Re: Add -k/--link option to pg_combinebackup

From: Robert Haas <robertmhaas(at)gmail(dot)com>
To: Israel Barth Rubio <barthisrael(at)gmail(dot)com>
Cc: PostgreSQL Hackers <pgsql-hackers(at)lists(dot)postgresql(dot)org>
Subject: Re: Add -k/--link option to pg_combinebackup
Date: 2025-02-12 19:54:50
Message-ID: CA+TgmobZDQp=AJH6YQNJ+bTm9MuEQ2We-QBT=OGO9bx0AErAQw@mail.gmail.com
Views: Raw Message | Whole Thread | Download mbox | Resend email
Thread:
Lists: pgsql-hackers

Some more review:

+ Use hard links instead of copying files to the synthetic backup.
+ Reconstruction of the synthetic backup might be faster (no file copying
)
+ and use less disk space.

I think it would be good to add a caveat at the end of this sentence:
and use less disk space, but care must be taken when using the output
directory, because any modifications to that directory (for example,
starting the server) can also affect the input directories. Likewise,
changes to the input directories (for example, starting the server on
the full backup) could affect the output directory. Thus, this option
is best used when the input directories are only copies that will be
removed after <application>pg_combienbackup</application> has
completed.

- which can result in near-instantaneous copying of the data files.
+ which can result in near-instantaneous copying of the data
files, giving
+ the speed advantages of <option>-k</option>/<option>--link</option>
+ while leaving the input backups untouched.

I don't think we need this hunk.

+ When <application>pg_combinebackup</application> is run with
+ <option>-k</option>/<option>--link</option>, the output synthetic backup may
+ share several files with the input backups because of the hard links it
+ creates. Any changes performed on files that were linked between any of the
+ input backups and the synthetic backup, will be reflected on both places.

I don't like the wording of this for a couple of reasons. First,
"several" means more than 1 and less than all, but we really have no
idea: it could be none, one, some, many, or all. Second, we want to be
a little careful not to define what a hard link means here. Also,
these notes are a bit far from the documentation of --link, so
somebody might miss them. I suggest that we can probably just leave
out the notes you've added here if we add something like what I
suggested above to the documentation of --link itself.

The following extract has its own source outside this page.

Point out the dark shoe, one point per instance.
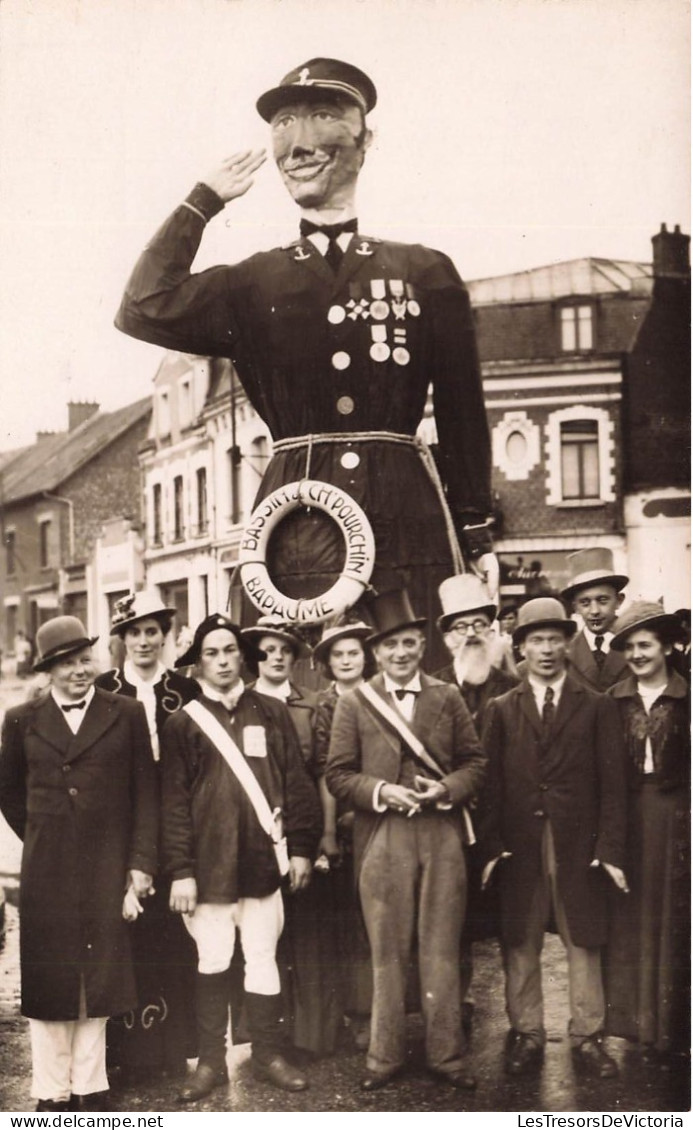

+ pg_log_warning_hint("If the input directories are not staging "
+ "directories,
it is recommended to move the output"
+ "directory to
another file system or machine "
+ "before
performing changes to the files and/or "
+ "starting the cluster");

I don't think "staging directories" is a sufficiently well-known and
unambiguous term that we should be using it here. Also, "move the
output directory" seems like fuzzy wording. You can really only move
files around within a filesystem; otherwise, you're making a copy and
deleting the original. I think we can just drop this hint entirely.
The primary warning message seems sufficient to me.

I'm still not a fan of the changes to 010_links.pl; let's drop those.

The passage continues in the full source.